Industry, company size, region, year, SAP modules, project duration, budget range.
Industry: Pharma | Size: $8.2M | Duration: 14 months
Outcome: Delivered on budget, 2-week delay due to data quality
Key Risk: Legacy data unmapped → +15% contingency used
Industry: Pharma | Size: $6.5M | Duration: 12 months
Outcome: Under budget by 8%, on time
Key Success: Strong data governance from Day 1
Industry: Pharma/CPG | Size: $12.1M | Duration: 18 months
Outcome: 10% over budget, 3-month delay (scope creep)

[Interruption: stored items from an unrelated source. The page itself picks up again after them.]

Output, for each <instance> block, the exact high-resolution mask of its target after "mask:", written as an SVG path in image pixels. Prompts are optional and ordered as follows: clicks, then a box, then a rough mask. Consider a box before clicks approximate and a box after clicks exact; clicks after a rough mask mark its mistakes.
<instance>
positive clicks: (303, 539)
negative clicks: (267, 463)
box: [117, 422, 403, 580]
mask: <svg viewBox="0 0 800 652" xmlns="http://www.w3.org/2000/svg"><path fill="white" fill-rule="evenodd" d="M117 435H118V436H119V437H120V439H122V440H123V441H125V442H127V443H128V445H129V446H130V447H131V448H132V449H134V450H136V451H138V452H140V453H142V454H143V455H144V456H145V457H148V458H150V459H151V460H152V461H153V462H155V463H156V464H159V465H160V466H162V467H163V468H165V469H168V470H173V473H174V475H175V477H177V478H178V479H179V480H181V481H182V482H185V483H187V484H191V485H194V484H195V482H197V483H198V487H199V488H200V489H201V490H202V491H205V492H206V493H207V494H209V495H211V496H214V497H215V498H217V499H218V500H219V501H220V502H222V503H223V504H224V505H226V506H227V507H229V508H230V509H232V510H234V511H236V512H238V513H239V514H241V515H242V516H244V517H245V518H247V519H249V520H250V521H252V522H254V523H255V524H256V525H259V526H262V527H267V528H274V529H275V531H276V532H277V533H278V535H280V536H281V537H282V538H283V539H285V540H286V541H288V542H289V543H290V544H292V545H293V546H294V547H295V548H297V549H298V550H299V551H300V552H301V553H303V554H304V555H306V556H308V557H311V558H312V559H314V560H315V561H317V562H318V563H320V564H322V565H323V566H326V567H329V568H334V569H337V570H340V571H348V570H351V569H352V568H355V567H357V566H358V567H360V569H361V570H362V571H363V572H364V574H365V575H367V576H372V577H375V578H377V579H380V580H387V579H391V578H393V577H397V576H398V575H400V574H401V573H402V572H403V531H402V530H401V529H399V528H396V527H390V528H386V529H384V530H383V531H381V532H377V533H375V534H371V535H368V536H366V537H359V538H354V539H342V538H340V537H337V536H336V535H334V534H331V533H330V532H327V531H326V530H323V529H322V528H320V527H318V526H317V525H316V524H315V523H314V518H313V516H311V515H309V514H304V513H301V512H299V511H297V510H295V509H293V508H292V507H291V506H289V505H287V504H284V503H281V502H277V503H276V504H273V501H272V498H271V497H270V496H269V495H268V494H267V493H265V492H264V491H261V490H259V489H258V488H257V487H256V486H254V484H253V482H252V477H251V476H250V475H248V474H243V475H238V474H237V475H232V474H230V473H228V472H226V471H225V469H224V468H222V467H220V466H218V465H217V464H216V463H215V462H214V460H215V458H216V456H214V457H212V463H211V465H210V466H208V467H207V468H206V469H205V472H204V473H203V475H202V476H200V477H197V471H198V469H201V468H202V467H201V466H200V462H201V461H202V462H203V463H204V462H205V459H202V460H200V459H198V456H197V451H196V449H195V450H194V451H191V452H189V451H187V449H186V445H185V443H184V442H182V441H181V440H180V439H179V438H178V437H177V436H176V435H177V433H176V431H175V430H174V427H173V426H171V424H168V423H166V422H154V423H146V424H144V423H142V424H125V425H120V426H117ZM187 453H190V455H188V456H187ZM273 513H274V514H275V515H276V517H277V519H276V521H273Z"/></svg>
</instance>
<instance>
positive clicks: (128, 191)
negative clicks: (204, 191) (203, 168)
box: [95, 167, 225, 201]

Lesson: Freeze scope earlier; add change order buffer
┌─────────────────────────────────────────────────────────────────────────────────────────┐
│ HISTORICAL PROJECT RETRIEVER PIPELINE │
├─────────────────────────────────────────────────────────────────────────────────────────┤
│ │
│ ┌──────────────┐ │
│ │ INPUT: │ "S/4HANA migration for pharma company with complex supply chain" │
│ │ Query │ Filters: Industry=Pharma, Size>$5M │
│ └──────┬───────┘ │
│ │ │
│ ▼ │
│ ┌──────────────────────────────────────────────────────────────────┐ │
│ │ STEP 1: PARALLEL RETRIEVAL │ │
│ │ │ │
│ │ ┌─────────────────────────┐ ┌─────────────────────────────┐ │ │
│ │ │ DENSE RETRIEVAL │ │ BM25 KEYWORD RETRIEVAL │ │ │
│ │ │ (bge-large) │ │ (Okapi BM25) │ │ │
│ │ │ │ │ │ │ │
│ │ │ Query → Embedding │ │ Query → Tokenize │ │ │
│ │ │ Cosine sim to projects │ │ IDF-weighted term matching │ │ │
│ │ │ │ │ │ │ │
│ │ │ Top-50 candidates │ │ Top-50 candidates │ │ │
│ │ │ (semantic similarity) │ │ (keyword precision) │ │ │
│ │ └───────────┬─────────────┘ └───────────────┬─────────────┘ │ │
│ │ │ │ │ │
│ │ └─────────────┬─────────────────────┘ │ │
│ │ ▼ │ │
│ │ Reciprocal Rank Fusion (RRF) │ │
│ │ Score = Σ 1/(60 + rank_i) │ │
│ │ │ │ │
│ │ ▼ │ │
│ │ Combined Top-50 │ │
│ └──────────────────────────────────────────────────────────────────┘ │
│ │ │
│ ▼ │
│ ┌──────────────────────────────────────────────────────────────────┐ │
│ │ STEP 2: METADATA FILTERING │ │
│ │ │ │
│ │ Apply strict filters: │ │
│ │ • Industry = Pharma │ │
│ │ • Budget > $5M │ │
│ │ • Year ≥ 2022 │ │
│ │ │ │
│ │ Soft filters (penalize, don't exclude): │ │
│ │ • Region = North America (preferred) │ │
│ │ • Modules = FI, CO, MM (required) │ │
│ └──────────────────────────────────────────────────────────────────┘ │
│ │ │
│ ▼ │
│ ┌──────────────────────────────────────────────────────────────────┐ │
│ │ STEP 3: OUTCOME ENRICHMENT │ │
│ │ │ │
│ │ For each retrieved project, attach: │ │
│ │ • Actual vs. estimated cost │ │
│ │ • Actual vs. estimated timeline │ │
│ │ • Risk materialization flags │ │
│ │ • Lessons learned summary │ │
│ │ • Key success factors │ │
│ └──────────────────────────────────────────────────────────────────┘ │
│ │ │
│ ▼ │
│ ┌──────────────────────────────────────────────────────────────────┐ │
│ │ OUTPUT: │ │
│ │ { │ │
│ │ "query": "S/4HANA migration pharma supply chain", │ │
│ │ "analogues": [ │ │
│ │ {"project": "Pfizer S/4HANA Finance", "similarity": 0.94, │ │
│ │ "outcome": {"cost_variance": "+2%", "time_variance": "+2w"}}│ │
│ │ ], │ │
│ │ "benchmark_summary": "Avg cost variance: +3.2%" │ │
│ │ } │ │
│ └──────────────────────────────────────────────────────────────────┘ │
│ │
└─────────────────────────────────────────────────────────────────────────────────────────┘
Tool 12 provides the "institutional memory" for evidence-based estimation.
| Metric | Value | Benchmark |
|---|---|---|
| Precision@10 | 0.82 | Consultant-rated relevance |
| Mean Reciprocal Rank (MRR) | 0.78 | First relevant result position |
| Recall@10 | 0.71 | % of all relevant projects found |
| Query Latency | 45ms | Hybrid search + fusion |
| Index Size | 42 projects | Growing with each delivery |
Result: P50 estimate calibrated to $8.2M based on similar projects; actual delivered at $8.5M.